We’re having a difficult problem with our OpenSearch setup, and we need your help. Sometimes, when we search for documents, some of them are missing from the results. This happens randomly, and we can’t figure out why.

Our Setup:

• OpenSearch: v2.17.0 (updated from 2.4)
• Server: Ubuntu 20.04
• Kubernetes (v1.25.6) with 1 OpenSearch Cluster, 1 Scheduler App, and 1 Service App
• Single Node setup (Primary: 1, Replica: 0)

The Problem:

• When we search, some documents that should be in the results are not there.
• This doesn’t happen all the time, but it keeps happening even after we’ve tried many solutions.
• It’s not always the same documents that are missing.
• We’ve checked, and the missing documents do exist in the index.
• It happens even when our search should definitely include these documents.
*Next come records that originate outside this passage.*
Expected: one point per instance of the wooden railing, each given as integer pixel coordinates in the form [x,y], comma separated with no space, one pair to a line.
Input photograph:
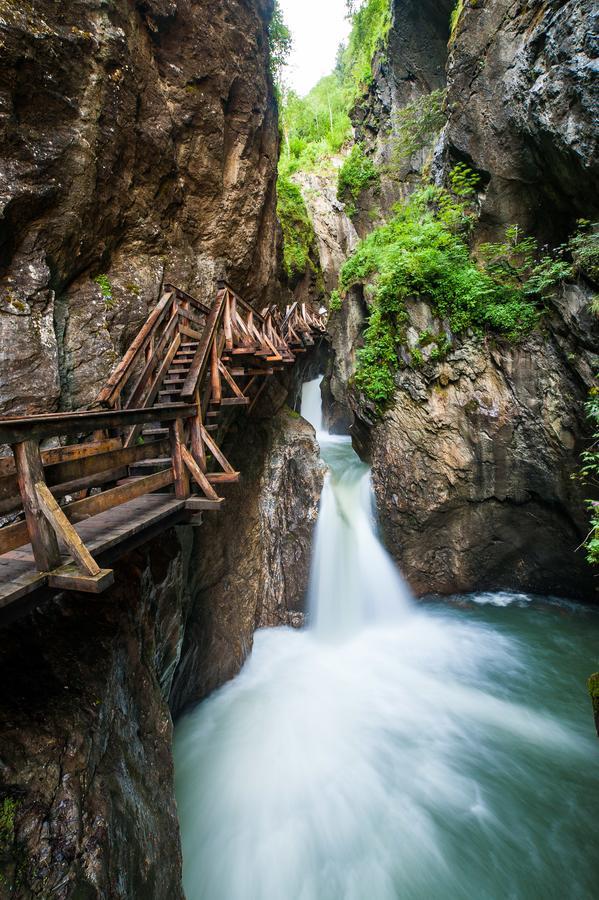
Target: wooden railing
[156,426]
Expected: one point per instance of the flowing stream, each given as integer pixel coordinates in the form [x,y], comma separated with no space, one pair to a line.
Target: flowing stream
[434,751]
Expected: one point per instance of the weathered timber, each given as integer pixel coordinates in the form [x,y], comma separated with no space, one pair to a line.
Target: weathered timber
[29,472]
[64,530]
[13,430]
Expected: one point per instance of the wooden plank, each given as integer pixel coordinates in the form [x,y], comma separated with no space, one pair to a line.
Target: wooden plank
[69,477]
[136,398]
[65,530]
[200,360]
[63,454]
[156,384]
[216,451]
[98,503]
[177,437]
[13,430]
[116,381]
[222,477]
[29,472]
[198,476]
[230,380]
[202,504]
[68,578]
Example of Inconsistent Results:

Here’s an example of how the results can be inconsistent (this is our estimation of what might be happening):

  1. Add 3 new items
  2. Scheduler 1st run - Query new item IDs to filter existence, initially 0 found, so 3 items added
  3. Scheduler 2nd run - Query using the latest time of added new items. 1 item found but not updated due to duplicate item logic
  4. Add new item
  5. Scheduler 3rd run - Query existing items + new item, 1 item added. But due to missing items, duplicate filtering fails. 0 items found in search, so 1 item added << Duplication occurs

What We’ve Tried:

  1. We removed replica shards because we’re using a single node.
  2. We updated OpenSearch from version 2.4 to 2.17.
  3. We improved our duplicate filtering:
    • We now do extra searches when we get zero results.
    • We log when documents appear in retry searches.
    • We return the correct document after making sure it exists.
    This helped a little, but we still have problems, especially with new items.
  4. For bulk indexing, we use the “refresh=wait_for” parameter with each request to ensure the changes are visible to search before the operation completes.

Our Query:

We’re using the following query structure:

{
  "query": {
    "bool": {
      "filter": [
        {
          "term": {
            "channel-type.keyword": "ChannelType"
          }
        },
        {
          "term": {
            "resource-type.keyword": "ResourceType"
          }
        },
        {
          "terms": {
            "item.id": ["ItemId1", "ItemId2", "..."]
          }
        }
      ]
    }
  }
}

Our Questions:

1. Caching Issues:

• When we search with the same queries, we often get the same incomplete results.
• We update most document properties, except channel-type, resource-type, and item.id. Shouldn’t we get updated results?
• We noticed something strange: after a recent update, we only saw 3 missing document cases in 3 days. But then we saw over 100 cases after 6 days.
• Do you know what might cause this? Could Kubernetes caching be affecting our results?

2. Scheduler Problems:

• We have two schedulers that index documents:
a) One that runs every minute for recently added items
b) One that runs daily for all items
• Both of these index the same item indices (like item-{itemId}-{yyyy.MM}).
• They’re supposed to run one after the other, but we’re worried they might be interfering with each other.
• They both use the Bulk API for updates. Could this be causing documents to go missing?

3. Query Issues:

• Could our query setup be causing our documents to disappear from results?
• We’re using bool queries with filters on channel-type.keyword, resource-type.keyword, and a list of item.ids as shown in the query above.

4. Refresh Issues:

• We’re using “refresh=wait_for” with our bulk index requests.
• Could there be any issues with this approach that might lead to inconsistent search results?

We hope someone in the community has seen something like this before or has ideas we haven’t thought of. We’ve been looking at this problem for a long time and need some new perspectives.

Thank you for any help you can give. We really appreciate your time and expertise!